Postdoctoral Associate, Department of Communication, 301 Kennedy Hall, Cornell University, Ithaca, NY 14853, USA.
J Med Libr Assoc. 2011 Jul;99(3):208-17. doi: 10.3163/1536-5050.99.3.008.
The paper reviews recent studies that evaluate the impact of free access (open access) on the behavior of scientists as authors, readers, and citers in developed and developing nations. It also examines the extent to which the biomedical literature is used by the general public.
The paper is a critical review of the literature, with systematic description of key studies.
Researchers report that their access to the scientific literature is generally good and improving. For authors, the access status of a journal is not an important consideration when deciding where to publish. There is clear evidence that free access increases the number of article downloads, although its impact on article citations is not clear. Recent studies indicate that large citation advantages are simply artifacts of the failure to adequately control for confounding variables. The effect of free access on the general public's use of the primary medical literature has not been thoroughly evaluated.
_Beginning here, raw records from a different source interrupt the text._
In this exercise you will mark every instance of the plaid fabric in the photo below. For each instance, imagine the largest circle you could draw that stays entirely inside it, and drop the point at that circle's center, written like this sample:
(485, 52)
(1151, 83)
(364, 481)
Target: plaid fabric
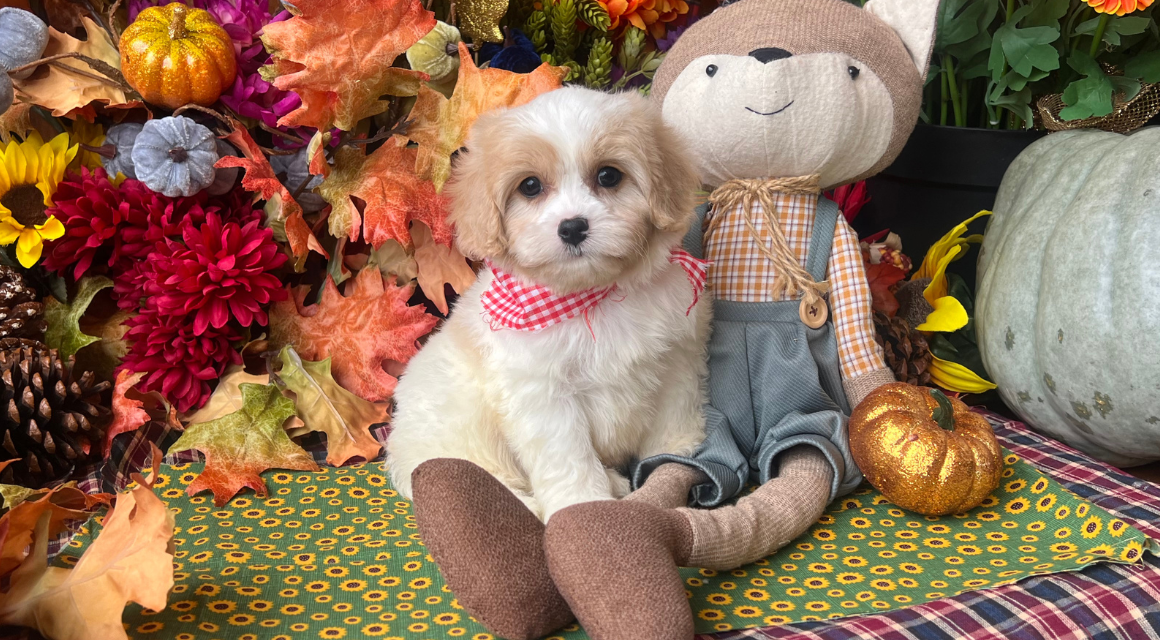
(1102, 602)
(741, 274)
(510, 304)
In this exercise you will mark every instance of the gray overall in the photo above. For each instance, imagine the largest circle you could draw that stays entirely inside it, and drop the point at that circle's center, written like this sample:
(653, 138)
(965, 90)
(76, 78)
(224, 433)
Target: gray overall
(774, 383)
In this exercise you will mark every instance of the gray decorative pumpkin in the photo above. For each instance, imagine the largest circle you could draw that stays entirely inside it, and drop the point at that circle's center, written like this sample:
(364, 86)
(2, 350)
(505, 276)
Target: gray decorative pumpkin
(1068, 305)
(6, 93)
(122, 138)
(22, 41)
(292, 171)
(175, 155)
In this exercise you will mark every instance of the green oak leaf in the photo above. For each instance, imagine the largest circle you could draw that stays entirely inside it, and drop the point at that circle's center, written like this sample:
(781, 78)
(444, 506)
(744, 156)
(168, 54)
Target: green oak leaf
(64, 332)
(239, 446)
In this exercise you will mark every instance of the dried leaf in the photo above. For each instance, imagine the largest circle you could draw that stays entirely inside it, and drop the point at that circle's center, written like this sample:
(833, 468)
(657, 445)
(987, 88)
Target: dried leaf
(439, 266)
(128, 413)
(64, 332)
(324, 406)
(62, 504)
(441, 125)
(129, 561)
(55, 87)
(260, 177)
(338, 57)
(226, 398)
(393, 195)
(392, 260)
(240, 445)
(363, 332)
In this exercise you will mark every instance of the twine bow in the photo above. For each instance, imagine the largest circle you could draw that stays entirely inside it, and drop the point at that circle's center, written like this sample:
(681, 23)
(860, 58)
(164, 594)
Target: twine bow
(791, 277)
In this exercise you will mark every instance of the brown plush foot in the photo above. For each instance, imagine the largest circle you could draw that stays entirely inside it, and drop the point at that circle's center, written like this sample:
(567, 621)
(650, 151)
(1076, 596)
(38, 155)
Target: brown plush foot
(490, 548)
(616, 565)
Recent studies provide little evidence to support the idea that there is a crisis in access to the scholarly literature. Further research is needed to investigate whether free access is making a difference in non-research contexts and to better understand the dissemination of scientific literature through peer-to-peer networks and other informal mechanisms.
本文综述了近期有关免费获取(开放获取)对发达国家和发展中国家科学家作为作者、读者和引文者行为影响的研究。还考察了大众对生物医学文献的使用程度。
本文是对文献的批判性综述,对关键研究进行了系统描述。
研究人员报告称,他们获取科学文献的途径总体上良好且在不断改善。对于作者来说,期刊的获取状态并不是决定发表地点的重要考虑因素。有明确证据表明,免费获取会增加文章下载量,尽管其对文章引用的影响尚不清楚。最近的研究表明,大量引文优势只是未能充分控制混杂变量的结果。免费获取对大众使用主要医学文献的影响尚未得到彻底评估。
近期研究几乎没有提供证据支持学术文献获取存在危机的观点。需要进一步研究,以调查免费获取是否在非研究环境中产生影响,并更好地理解通过同行网络和其他非正式机制传播科学文献的情况。